We have a small supply of disposable masks at our house, but we are using cloth masks for everyday wear. They can be washed and reused. It is not unlike other disposable products. I’ve occasionally seen discarded masks in parking lots and other locations. I am usually quick to pick up trash and get it into the nearest container, but I’ve hesitated with face masks. Who knows what exposure they might present. If I put on a pair of disposable gloves to pick up a mask am I just adding to the amount of disposable waste? Should masks and gloves be disposed of in specially marked biohazard containers?

There will continue to be lots of questions as we learn the proper way to behave in the face of this new realty.

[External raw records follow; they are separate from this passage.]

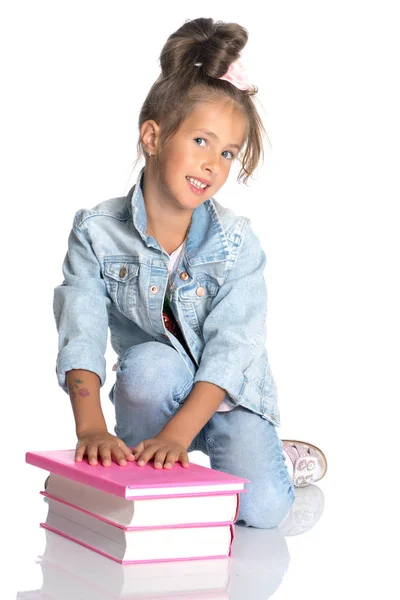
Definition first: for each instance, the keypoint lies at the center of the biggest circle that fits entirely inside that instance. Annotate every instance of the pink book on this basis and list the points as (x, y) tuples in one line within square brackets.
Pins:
[(136, 482), (208, 540)]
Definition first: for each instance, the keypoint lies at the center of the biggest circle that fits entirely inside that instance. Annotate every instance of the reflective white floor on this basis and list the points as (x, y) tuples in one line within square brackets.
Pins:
[(332, 545)]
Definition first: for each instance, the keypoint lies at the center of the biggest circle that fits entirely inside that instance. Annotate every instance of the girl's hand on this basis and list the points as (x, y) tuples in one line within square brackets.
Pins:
[(166, 451), (108, 446)]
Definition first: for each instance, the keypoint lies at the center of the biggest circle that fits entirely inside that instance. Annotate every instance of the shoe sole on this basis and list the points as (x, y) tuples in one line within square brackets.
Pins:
[(320, 455)]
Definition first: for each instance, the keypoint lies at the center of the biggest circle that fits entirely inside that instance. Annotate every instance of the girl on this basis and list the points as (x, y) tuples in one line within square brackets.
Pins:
[(178, 279)]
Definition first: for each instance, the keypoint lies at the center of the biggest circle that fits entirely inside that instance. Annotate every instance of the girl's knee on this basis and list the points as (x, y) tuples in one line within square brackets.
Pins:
[(267, 508), (153, 371)]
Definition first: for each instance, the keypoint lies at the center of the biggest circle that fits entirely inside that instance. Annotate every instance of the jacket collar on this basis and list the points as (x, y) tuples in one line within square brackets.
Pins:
[(206, 241)]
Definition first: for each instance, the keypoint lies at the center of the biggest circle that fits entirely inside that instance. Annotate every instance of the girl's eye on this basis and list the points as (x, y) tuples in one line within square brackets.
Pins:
[(232, 156), (229, 152)]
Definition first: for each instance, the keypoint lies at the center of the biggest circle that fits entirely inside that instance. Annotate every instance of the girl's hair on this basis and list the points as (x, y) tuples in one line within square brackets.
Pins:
[(182, 85)]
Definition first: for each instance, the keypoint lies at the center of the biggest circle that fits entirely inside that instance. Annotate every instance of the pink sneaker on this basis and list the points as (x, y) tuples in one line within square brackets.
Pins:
[(309, 462)]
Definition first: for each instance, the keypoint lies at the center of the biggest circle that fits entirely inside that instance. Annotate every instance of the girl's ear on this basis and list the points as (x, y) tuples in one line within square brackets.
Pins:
[(149, 134)]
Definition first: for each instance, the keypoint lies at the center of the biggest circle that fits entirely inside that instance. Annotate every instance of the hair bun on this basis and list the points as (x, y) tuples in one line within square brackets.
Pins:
[(213, 44)]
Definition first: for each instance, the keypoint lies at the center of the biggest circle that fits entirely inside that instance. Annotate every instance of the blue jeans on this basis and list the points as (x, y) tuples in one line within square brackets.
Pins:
[(152, 383)]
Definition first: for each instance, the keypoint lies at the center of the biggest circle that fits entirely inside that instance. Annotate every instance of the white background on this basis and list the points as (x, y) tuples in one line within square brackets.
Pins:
[(325, 205)]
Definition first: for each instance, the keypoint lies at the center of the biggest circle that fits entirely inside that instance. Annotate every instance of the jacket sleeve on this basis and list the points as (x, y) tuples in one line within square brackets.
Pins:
[(81, 309), (235, 329)]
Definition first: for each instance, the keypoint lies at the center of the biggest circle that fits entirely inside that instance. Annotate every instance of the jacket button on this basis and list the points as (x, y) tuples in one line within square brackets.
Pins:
[(200, 291)]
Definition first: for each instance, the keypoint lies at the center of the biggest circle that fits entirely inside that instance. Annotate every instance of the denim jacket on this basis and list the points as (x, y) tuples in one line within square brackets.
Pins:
[(114, 277)]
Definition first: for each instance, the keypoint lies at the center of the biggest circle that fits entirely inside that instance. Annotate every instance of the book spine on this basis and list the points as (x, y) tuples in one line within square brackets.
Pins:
[(132, 528), (74, 473), (133, 562)]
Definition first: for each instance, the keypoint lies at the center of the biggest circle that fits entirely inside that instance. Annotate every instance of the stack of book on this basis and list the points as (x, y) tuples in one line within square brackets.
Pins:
[(138, 514), (70, 571)]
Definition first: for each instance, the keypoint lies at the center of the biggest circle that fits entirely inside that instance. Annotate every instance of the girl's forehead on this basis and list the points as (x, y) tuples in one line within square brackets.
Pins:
[(222, 118)]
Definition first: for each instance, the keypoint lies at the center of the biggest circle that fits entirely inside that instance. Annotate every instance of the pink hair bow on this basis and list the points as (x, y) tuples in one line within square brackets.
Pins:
[(237, 76)]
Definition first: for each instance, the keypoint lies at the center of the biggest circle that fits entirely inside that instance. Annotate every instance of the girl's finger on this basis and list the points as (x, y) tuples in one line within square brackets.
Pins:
[(80, 452), (170, 459), (105, 454), (159, 458), (145, 456), (92, 454), (184, 459), (118, 455), (128, 453), (136, 451)]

Meanwhile, somehow, wearing or not wearing a face mask has become a political expression in our country. The attitude towards masks is a lot different here than in some other countries. In Washington, where we recently traveled, there is a statewide order that everyone should wear masks in all public buildings. Most stores have signs at the doors reminding customers that face masks are required. We simply complied. We were very careful as we traveled not to expose others or ourselves unnecessarily. But we saw a lot of people who weren’t wearing face masks. Practicing physical distancing and wearing face masks has been eschewed by some as a sign of fear and a restriction on their freedom. I don’t understand their position, frankly. Freedom always comes with responsibility. Freedom is not just freedom “from,” but also freedom “to.” I have the freedom to choose to wear a mask to help prevent the spread of a deadly virus. I have the freedom to refrain from unnecessary trips to stores.

The situation has placed store clerks in an uncomfortable position. The statewide orders, like the one in Washington, leave clerks in stores as the enforcers of the policy. It isn’t like there are enough state troopers to enforce the wearing of face masks. If the policy is to be effective, each business needs to become an enforcement agency. With all of the political division and rancor inner country today, business that enforce the policy my be driving customers away. They are already under financial pressure because of the virus, now they have to choose between the health and safety of their customers and employees and serving those who refuse to comply.

We are learning a new way of living and doing business, but the transition is difficult. The questions and challenges remain.